Eigenartigerweise empfand Walker für O’Brian gar nichts und er fragte sich schon, ob irgendetwas mit ihm nicht stimmte. Doch wer Schwächere aus reiner Boshaftigkeit peinigte, der sollte nicht bloß ein paar Sozialstunden aufgebrummt bekommen. Und wer gebrechlichen Rentnern das letzte Ersparte aus der Tasche zog, dem durfte auch nicht nur mit dem Finger gedroht werden. In dieser Beziehung war er ganz bei den Rechtssätzen des Alten Testaments. In dem ging es nämlich vorrangig um Vergeltung und nicht um Schadensausgleich. Schließlich hatten die Geprellten nichts davon, wenn ihr Geld weg und bei dem Täter kein Penny mehr zu holen war.
Noch sehr genau erinnerte sich Walker an die Illustrationen in der zerfledderten Bibel, die er vor Jahren auf dem Dachboden seiner Eltern gefunden hatte.
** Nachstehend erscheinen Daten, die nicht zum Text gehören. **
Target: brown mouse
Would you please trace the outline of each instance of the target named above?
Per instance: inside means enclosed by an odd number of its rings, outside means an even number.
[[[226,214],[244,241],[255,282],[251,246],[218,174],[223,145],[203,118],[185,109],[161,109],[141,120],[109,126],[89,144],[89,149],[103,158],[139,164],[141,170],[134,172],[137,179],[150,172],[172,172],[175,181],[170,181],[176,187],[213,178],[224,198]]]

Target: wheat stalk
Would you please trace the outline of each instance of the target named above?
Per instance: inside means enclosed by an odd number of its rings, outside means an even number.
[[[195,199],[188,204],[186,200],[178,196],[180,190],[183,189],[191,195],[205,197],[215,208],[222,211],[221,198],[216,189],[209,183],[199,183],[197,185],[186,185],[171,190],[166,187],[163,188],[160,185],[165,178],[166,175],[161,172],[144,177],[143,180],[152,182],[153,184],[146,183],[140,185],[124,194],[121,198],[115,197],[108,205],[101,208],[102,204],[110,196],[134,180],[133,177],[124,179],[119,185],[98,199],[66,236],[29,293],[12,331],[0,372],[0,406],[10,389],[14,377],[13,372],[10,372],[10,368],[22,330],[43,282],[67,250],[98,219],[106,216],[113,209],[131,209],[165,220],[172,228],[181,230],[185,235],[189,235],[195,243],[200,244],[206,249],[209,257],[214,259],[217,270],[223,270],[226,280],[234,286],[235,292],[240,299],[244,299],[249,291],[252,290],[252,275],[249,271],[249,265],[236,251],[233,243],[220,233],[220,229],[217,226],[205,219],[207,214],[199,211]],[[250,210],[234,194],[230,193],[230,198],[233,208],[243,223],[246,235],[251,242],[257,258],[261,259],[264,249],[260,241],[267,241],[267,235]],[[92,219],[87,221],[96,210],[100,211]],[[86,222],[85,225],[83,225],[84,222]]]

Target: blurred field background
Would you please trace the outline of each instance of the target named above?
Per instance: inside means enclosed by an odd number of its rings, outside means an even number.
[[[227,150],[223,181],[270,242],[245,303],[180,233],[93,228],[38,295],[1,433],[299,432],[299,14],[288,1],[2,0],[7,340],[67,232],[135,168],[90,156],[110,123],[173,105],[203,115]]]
Auf denen kämpfte das Gute mit Feuer und Schwert gegen das Böse und es sah nicht so aus, als ob die Erzengel dabei Gefangene machten.
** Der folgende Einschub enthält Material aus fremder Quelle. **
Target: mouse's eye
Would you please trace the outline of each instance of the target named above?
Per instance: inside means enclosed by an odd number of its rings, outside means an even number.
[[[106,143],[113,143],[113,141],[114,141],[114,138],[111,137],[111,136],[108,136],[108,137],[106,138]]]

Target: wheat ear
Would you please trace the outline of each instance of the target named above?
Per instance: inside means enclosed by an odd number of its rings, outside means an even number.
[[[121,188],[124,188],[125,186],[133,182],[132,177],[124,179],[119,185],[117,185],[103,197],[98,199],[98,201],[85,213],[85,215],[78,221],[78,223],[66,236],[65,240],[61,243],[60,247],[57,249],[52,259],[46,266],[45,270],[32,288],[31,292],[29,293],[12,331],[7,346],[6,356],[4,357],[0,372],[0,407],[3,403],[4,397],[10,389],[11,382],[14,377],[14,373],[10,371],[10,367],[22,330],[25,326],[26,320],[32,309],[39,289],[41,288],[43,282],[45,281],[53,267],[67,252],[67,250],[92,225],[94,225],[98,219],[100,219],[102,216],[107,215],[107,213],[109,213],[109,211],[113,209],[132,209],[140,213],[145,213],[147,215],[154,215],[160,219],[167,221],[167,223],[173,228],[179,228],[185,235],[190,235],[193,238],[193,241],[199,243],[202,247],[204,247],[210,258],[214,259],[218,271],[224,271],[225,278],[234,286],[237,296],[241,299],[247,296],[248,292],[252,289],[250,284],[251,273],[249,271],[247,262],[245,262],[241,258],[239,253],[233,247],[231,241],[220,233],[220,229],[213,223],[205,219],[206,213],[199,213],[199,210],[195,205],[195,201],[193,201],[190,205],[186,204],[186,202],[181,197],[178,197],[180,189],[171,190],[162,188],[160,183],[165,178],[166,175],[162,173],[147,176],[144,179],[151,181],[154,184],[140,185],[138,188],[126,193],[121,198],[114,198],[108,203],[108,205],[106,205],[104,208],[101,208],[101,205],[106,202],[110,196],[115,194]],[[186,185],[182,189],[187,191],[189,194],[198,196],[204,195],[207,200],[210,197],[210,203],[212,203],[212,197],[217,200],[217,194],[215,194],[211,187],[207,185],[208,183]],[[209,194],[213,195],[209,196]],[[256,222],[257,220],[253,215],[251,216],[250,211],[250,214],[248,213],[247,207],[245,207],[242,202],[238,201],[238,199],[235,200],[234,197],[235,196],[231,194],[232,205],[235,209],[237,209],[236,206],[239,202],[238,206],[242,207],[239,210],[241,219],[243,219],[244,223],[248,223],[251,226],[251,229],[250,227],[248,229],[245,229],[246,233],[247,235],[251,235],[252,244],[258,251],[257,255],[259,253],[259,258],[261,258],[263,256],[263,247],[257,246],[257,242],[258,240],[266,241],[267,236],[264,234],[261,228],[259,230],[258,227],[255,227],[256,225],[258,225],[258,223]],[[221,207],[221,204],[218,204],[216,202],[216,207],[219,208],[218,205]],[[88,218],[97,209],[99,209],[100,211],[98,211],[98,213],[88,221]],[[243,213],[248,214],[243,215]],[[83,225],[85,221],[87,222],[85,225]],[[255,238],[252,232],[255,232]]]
Aus diesem Grund kam ihm damals auch die alte Rattenfalle gerade recht. Mit jagendem Puls versteckte er sie in der Schultasche von Gus, dessen Lieblingsbeschäftigung es war, seinem Klassenkamaden Dylan ein Bein zu stellen. Der schmächtige Junge hatte irgendein Problem mit seinem Fuß und humpelte deshalb ein bisschen.
Was Gus’ Gemeinheiten umso gemeiner machte.
Blöderweise konnte Walker es körperlich nicht mit ihm aufnehmen, denn der pfannkuchengesichtige Sitzenbleiber war fast einen Kopf größer als er und boxte seine Widersacher ohne Vorwarnung einfach in den Magen. Doch nachdem ihm die Falle zwei Finger zerquetscht hatte, würde er das wohl für immer bleiben lassen.
Leider manövrierte man sich mit solchen Aktionen heutzutage sehr schnell ins Abseits. Jedenfalls so lange, bis der nächsten Großmutter das Konto leergeräumt oder ein besonders sensibles Opfer in eine Depression gemobbt wurde.
Natürlich plante Walker alles stets so, dass er damit durchkam. Wenn der Schnee durch O’Brians Körperwärme geschmolzen war, dann sah es wie ein ganz normaler Unfall aus. Schließlich war der perfekte Mord der, der nicht als solcher erkannt wurde.
Das pflegte jedenfalls Sherlock Holmes zu seinem Freund Dr. Watson zu sagen.